/MicrosoftProject

Primary LanguageJupyter Notebook

Header Image Source: freepik

Microsoft Studios Movie Analysis

August 2021

Allison Gao, Ronak Parekh, Meaghan Ross

General Overview

This analysis uses historical data on movies released in the past 10 years to provide insight for Microsoft Corporation seeking to enter the movie industry. An exploratory data analysis shows that genre selection and movie release time are important factors to consider while production budget needs to be analyzed within the context of genre selection. Microsoft Corporation can use this project’s findings to inform its business decision with respect to its entry into the movie industry.

Business Understanding

Using return on investment (ROI) as the metric for evaluation, Microsoft needs to consider various factors relating to movie production that affect ROI. In particular, Microsoft should consider variables that can help increase ROI. Such a strategy will help minimize financial risk for the corporation who is new to the movie industry.

Data

Data Source

This project utilized two datasets from IMDb and one dataset from the-numbers.com. After merging these datasets, they collectively contained information on movie title, genre, release date, runtime, rating, production, and domestic and worldwide gross income for movies released in the past 10 years.

Data Shape

The IMDb dataset that contains movie title and genre information has 146,144 rows while the other IMDb dataset on consumer rating has 73,856 rows. Additionally, the dataset from the-numbers.com containing information on production budget and gross income has 5,782 rows. Each row represents a movie.

Data Preparation

We cleaned each dataset before merging them for analysis. Our cleaning process focused on eliminating rows that contain null values, duplicated rows, and outliers. We also created additional columns that are needed for analysis. This included the profit and return on investment columns using existing information on production budget and gross income. Additionally, the original dataset combined multiple genres together for a significant amount of movies, limiting our ability to analyze movies by individual genre type. As a result, we split those containing multiple genres into individual genres. Furthermore, we also filtered our data to only look at movies that returned positive ROI, an indicator of financial success. Given that our metric for analysis is ROI, we want to base our recommendation on positive financial success.

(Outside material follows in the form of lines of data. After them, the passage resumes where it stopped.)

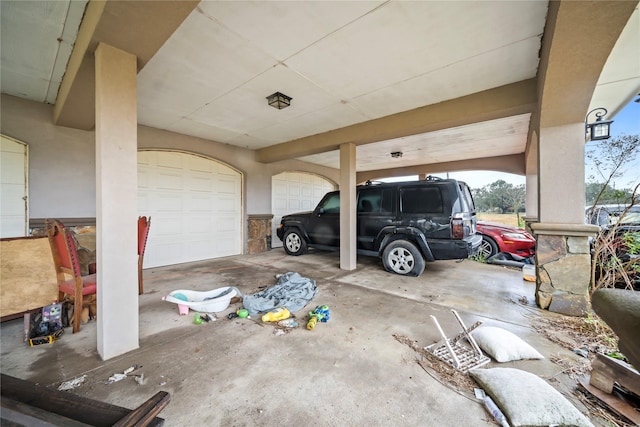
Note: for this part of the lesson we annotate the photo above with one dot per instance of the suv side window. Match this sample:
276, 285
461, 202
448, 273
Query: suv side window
331, 203
375, 201
421, 200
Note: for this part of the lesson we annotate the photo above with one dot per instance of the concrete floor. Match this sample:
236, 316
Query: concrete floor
348, 371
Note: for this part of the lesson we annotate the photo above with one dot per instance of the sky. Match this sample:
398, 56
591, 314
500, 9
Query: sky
627, 121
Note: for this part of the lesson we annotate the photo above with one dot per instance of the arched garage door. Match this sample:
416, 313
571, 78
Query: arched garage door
295, 192
194, 204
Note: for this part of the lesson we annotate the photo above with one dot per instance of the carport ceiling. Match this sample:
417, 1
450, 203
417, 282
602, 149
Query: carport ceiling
343, 63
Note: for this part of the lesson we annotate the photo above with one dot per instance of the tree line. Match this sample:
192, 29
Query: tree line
609, 159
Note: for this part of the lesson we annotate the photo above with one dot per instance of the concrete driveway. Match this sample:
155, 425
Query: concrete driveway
352, 370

At the end of the cleaning and merging process, the data had 1357 movies released in the past ten years for analysis.

Data Analysis

This project used exploratory data analysis to generate summary statistics of various variables in the dataset. Anchoring our analysis on potential movie genres that Microsoft should consider, we examined how Microsoft can maximize ROI with respect to other factors. In particular, we focused on the following variables: release date, production budget, and worldwide gross.

Results

Question 1: Which genres generate the highest average ROI?

Header Image

By looking at movies from 2010 on, grouping them by genre indicators, and calculating the mean return on investment, we found these results as represented by the bar chart. The top three genres that generated the greatest ROI in descending order are horror, mystery, and thriller.

Question 2: What time of year should a movie be released for the greatest mean ROI?

Header Image

When examining release month with respect to the top three genres as a whole, October, May, and January had the greatest mean ROI compared to other months of the year.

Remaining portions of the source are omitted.